You guard yourself against peripheral neuropathy
Over time, diabetes reduces the blood supply to your feet. How fast this happens depends on how well you manage your blood sugar levels. However, when it happens, the reduced sensation to your feet means you're less likely to notice injuries. Over time, those injuries could turn into serious deformities or infections. By engaging with your diabetes podiatrist, you'll understand the severity of your peripheral neuropathy and you may be more likely to check your feet for damage.
You can treat corns and hard skin sooner
Corns and calluses are a common occurrence, but ignoring them when you have diabetes does come with consequences. As they continue to build, they reduce the protection your usual skin provides. If they turn into a wound, you're more likely to encounter a serious infection. Additionally, when calluses build, they may alter the shape of your feet. Diabetic podiatry care includes removing corns and calluses. Unlike when you try to tackle them yourself, your podiatrist is unlikely to inflict a wound. They'll also provide you with advice on preventing future corns and calluses.
You can treat bad toenails easily
Over time, your toenails may harden or grow in the wrong direction. Although cutting normal toenails at home is safe, tackling unusual ones can result in an infection. Your podiatry diabetes treatment services should extend to caring for your toenails.
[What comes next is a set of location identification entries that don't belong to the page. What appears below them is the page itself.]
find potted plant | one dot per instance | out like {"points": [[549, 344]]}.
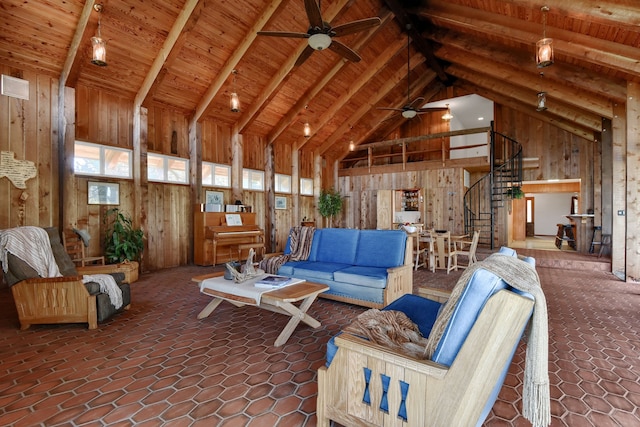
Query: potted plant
{"points": [[122, 241], [330, 204]]}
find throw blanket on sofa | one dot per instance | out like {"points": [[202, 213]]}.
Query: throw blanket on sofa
{"points": [[300, 239], [390, 328], [31, 245], [108, 285], [521, 276]]}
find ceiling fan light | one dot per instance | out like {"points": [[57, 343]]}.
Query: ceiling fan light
{"points": [[409, 114], [447, 116], [319, 41]]}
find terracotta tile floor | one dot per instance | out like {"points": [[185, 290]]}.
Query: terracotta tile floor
{"points": [[158, 365]]}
Your podiatrist will also provide you with advice on preventing ingrown toenails, making it easier for you to avoid painful procedures later.
You'll identify dangerous shoes and practices
One of the biggest risks to your feet when you have diabetes is the type of shoes you wear. If your shoes are ill-fitting or they place pressure against one area of your foot, they're likely to cause a wound. At each podiatry appointment, your podiatrist will assess your shoes. In addition to making recommendations about buying new ones, they can suggest adding helpful insoles. They'll also discuss good footwear practices so that you can care for your feet between appointments.